I think it's got the makings for total chaos next year at BMC. Pending the big CAS decision this Fall Evans imo has great chance to repeat his Tour win, but having a freelancer on the team like Thor just adds distraction. And takes away a spot that should be used to get Evans a better quality climbing domestique similar to Navarro or Szmyd. All the recent TDF winning teams have had one thing in common - they are totally focused on winning GC and don't have any green jersey freelancers using the flat stages to ride their own program.


----------



## Gatorback (Jul 11, 2009)

Hell the way Thor was climbing this year he might be able to lend some help to protect Evans in the mountain stages. Man do I have respect for a big guy that can get over mountains like he did this year. Gilbert may be the only other rider as well rounded (and Gilbert is probably even better). 

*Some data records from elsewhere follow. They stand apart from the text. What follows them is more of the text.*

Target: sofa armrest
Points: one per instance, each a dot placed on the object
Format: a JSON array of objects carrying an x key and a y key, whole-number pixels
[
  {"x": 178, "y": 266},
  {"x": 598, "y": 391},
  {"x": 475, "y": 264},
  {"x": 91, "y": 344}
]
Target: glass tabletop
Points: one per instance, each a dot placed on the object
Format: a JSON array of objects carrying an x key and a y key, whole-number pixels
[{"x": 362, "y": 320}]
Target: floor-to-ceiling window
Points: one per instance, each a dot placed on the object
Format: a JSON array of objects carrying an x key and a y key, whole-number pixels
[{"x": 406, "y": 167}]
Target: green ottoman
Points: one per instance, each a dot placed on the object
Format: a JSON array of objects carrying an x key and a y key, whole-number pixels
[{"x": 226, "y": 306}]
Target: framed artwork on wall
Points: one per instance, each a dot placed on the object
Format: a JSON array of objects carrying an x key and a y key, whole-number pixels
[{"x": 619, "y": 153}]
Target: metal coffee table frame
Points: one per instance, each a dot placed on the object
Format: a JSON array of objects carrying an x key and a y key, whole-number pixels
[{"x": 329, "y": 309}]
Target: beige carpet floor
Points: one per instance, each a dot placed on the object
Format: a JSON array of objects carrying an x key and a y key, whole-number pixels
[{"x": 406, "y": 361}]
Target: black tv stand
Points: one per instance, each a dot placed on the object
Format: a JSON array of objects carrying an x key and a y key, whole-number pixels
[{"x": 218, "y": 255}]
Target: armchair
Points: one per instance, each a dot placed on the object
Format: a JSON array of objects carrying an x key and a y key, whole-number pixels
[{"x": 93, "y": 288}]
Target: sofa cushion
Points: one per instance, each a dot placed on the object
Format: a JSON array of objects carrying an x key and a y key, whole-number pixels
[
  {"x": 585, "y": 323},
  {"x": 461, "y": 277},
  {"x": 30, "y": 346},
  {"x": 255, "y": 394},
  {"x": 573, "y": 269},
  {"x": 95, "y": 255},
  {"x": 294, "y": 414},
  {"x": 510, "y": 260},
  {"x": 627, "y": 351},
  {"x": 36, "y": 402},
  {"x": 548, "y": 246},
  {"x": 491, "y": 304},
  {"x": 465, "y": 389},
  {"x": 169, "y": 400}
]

I could easily see a deal where BMC has pledged to go all-in for Thor in his choice of the spring classics and he works for Cuddles at the Tour.


----------



## teoteoteo (Sep 8, 2002)

People keep harping on Thor's tactic's comments but he was more unhappy about other aspects, to those who say Garmin should have let him "get away" the reality is that he never would have stayed. Rihs does have a big wallet and Ochowicz is sorta like the Santa Claus of the pro peloton right now, except it's bags of money he brings and not toys. Won't be surprised if more big names end up there.


----------



## moabbiker (Sep 11, 2002)

Thor isn't going to be any help in the high mountains, which is where Evans, or any GC rider for that matter, need someone up front to ride tempo hard and steady to limit attacks. More so, it's the kind of riding style that Evans is particularly suited for.


----------



## maximum7 (Apr 24, 2008)

I don't know where he'll fit in on BMC. 
So much for my hopes of seeing him back on a Look 
Eight Teams Interested In Hushovd For 2012 | Cyclingnews.com


----------



## moonmoth (Nov 8, 2008)

So Thor Hushovd signed on with BMC knowing that he wouldn't be returning to the world's cycling stage (Tour De France) in 2012, where he had great success this year? He's effectively opt-outed of the Tour next year in the stage of his career where he will not have too many Tours left where he can be competitive?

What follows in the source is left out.